Mountains, Music, and Tom Petty
Back in 2008, the first ever Pemberton Music Festival lineup was announced. A group of us from Vancouver planned to go, but I was tight for money at the time and told the guys I had to bail. Well, they pitched in and bought me a ticket, even though one of them had to bail because of a new job opportunity. I have some pretty amazing friends.
Thanks to them I was able to see a pretty fantastic lineup with Nine Inch Nails headlining Friday, along with Jay-Z and Coldplay on Sunday. But it was Saturday night that took the cake.

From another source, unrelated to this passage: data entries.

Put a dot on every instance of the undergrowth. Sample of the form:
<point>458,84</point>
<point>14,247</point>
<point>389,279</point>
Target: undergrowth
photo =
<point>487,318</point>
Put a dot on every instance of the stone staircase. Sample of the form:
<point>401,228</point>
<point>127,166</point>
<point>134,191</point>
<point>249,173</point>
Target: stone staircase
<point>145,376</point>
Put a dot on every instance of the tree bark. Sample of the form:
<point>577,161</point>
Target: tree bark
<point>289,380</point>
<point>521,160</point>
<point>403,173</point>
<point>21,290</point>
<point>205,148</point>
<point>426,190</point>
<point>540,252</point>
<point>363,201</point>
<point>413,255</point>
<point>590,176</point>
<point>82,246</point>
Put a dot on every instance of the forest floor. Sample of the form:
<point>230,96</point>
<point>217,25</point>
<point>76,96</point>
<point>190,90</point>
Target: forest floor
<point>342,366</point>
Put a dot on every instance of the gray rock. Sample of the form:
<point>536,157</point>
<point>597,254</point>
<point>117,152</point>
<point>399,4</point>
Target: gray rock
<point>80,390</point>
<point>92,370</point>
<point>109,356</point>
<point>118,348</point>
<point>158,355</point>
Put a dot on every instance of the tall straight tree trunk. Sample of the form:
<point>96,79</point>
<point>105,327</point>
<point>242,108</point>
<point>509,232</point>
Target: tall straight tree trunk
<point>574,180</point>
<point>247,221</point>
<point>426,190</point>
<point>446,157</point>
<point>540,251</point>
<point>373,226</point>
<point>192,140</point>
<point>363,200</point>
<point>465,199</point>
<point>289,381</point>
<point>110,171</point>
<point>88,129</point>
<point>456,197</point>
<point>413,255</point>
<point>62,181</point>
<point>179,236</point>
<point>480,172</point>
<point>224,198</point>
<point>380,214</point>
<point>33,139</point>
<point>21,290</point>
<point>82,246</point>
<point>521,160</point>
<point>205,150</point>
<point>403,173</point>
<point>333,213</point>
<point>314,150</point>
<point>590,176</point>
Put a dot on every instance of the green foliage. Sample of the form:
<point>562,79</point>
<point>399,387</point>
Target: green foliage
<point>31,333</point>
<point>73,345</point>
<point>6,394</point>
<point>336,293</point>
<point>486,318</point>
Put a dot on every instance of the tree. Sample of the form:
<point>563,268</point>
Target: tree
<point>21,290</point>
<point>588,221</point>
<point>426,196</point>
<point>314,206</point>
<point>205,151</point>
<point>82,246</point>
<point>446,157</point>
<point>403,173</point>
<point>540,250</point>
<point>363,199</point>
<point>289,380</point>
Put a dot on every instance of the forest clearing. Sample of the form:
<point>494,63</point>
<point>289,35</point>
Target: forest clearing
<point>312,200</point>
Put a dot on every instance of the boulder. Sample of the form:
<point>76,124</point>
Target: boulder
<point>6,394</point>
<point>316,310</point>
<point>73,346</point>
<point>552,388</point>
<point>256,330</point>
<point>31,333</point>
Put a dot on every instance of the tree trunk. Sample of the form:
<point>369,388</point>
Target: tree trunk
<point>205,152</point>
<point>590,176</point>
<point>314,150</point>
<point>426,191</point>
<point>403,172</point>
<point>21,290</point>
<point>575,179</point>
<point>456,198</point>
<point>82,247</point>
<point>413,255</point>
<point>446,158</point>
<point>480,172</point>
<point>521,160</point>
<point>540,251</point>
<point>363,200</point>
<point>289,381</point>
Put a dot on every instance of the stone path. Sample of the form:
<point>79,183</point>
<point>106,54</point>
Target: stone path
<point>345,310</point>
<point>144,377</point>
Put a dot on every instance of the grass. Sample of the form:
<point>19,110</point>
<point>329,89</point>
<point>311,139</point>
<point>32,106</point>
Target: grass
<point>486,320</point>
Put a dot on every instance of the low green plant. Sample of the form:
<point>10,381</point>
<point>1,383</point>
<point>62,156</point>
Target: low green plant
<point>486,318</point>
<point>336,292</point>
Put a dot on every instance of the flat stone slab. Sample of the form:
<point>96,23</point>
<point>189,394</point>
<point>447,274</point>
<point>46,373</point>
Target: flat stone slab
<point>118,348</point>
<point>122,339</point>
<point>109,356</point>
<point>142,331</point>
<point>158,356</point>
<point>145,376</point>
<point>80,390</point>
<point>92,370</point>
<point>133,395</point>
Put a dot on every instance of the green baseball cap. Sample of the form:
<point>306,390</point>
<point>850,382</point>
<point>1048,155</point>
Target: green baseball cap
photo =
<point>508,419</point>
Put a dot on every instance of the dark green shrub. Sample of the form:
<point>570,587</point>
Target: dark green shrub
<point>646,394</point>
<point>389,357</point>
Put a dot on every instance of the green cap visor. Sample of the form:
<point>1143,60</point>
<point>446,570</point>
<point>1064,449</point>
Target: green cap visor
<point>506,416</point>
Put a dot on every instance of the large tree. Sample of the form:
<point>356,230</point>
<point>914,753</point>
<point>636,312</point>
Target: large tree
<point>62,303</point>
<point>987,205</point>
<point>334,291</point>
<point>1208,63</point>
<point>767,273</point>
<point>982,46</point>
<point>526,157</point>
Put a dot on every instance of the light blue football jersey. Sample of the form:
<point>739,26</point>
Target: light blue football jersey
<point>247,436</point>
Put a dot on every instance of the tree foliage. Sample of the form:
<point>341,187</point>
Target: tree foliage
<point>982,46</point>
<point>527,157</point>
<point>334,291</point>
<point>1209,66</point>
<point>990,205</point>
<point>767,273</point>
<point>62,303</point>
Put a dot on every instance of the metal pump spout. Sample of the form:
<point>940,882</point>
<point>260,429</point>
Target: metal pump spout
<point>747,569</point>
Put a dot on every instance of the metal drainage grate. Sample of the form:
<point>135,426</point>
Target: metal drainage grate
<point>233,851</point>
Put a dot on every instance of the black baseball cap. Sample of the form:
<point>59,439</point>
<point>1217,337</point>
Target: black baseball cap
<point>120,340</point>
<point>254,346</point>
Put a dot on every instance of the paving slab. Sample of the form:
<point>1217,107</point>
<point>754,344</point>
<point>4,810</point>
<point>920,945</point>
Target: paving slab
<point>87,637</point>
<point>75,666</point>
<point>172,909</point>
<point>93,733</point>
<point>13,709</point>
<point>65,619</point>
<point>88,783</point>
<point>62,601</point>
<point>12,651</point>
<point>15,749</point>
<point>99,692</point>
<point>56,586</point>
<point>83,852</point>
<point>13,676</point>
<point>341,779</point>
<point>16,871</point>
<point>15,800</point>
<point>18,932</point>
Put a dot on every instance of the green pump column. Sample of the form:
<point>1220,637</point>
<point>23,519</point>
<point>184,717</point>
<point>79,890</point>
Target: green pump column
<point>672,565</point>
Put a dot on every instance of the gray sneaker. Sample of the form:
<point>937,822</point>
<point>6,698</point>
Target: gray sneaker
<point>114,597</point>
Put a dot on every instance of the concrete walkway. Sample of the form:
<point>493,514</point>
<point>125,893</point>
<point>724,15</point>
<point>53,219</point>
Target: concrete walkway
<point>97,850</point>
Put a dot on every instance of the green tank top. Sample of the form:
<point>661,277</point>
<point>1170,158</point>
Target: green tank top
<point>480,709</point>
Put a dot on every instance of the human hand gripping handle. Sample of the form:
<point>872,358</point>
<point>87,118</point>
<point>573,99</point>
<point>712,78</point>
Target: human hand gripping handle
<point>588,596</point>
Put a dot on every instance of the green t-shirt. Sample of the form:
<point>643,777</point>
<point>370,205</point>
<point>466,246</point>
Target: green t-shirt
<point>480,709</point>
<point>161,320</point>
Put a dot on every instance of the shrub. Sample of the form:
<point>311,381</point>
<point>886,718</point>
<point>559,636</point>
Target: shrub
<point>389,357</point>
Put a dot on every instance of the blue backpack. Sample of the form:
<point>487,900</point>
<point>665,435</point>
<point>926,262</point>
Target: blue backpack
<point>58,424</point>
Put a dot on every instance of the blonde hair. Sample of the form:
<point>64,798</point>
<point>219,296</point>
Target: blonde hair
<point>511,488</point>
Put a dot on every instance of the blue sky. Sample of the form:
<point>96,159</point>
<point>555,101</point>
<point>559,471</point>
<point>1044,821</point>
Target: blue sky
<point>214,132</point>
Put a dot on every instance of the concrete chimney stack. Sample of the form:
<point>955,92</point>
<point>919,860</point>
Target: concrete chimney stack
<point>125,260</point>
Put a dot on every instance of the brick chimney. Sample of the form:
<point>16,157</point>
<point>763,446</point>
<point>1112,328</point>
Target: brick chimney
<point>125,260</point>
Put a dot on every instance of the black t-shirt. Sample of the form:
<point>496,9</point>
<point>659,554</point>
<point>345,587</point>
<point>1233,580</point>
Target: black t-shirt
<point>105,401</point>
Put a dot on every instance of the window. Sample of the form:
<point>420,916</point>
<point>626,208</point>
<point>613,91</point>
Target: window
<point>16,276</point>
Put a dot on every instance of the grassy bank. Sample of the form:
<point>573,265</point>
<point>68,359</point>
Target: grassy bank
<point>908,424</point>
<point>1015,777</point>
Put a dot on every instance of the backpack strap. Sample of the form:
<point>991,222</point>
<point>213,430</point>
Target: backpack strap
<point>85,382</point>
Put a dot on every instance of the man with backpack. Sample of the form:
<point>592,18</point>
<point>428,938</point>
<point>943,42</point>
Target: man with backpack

60,000+ watched the Tragically Hip open for Tom Petty & the Heartbreakers. Talk about the longest and largest sing-a-long I’ve ever been a part of. After the Hip went off stage, we crushed bottles of water in order to get our voices back.
Tom Petty was late. 10 minutes after his scheduled start time went by. 20 minutes. 30 minutes. The crowd became restless, singing Tom Petty classics in anticipation of the concert we hoped was still going to happen.
With a beautiful mountain backdrop, and the sunset on full blast behind us, a helicopter appeared. The crowd went silent. It landed stage left. The door opened, and out walked Tom Petty. The crowd went nuts. “Did Tom Petty just arrive at a festival in a helicopter and walk directly onto the stage to perform?”. Yes, he did, and it was freaking amazing.
Thanks to Josh Manuel and Glenn McFadden for that memory. Goodbye Tom Petty, thank you for being the soundtrack to many of our lives.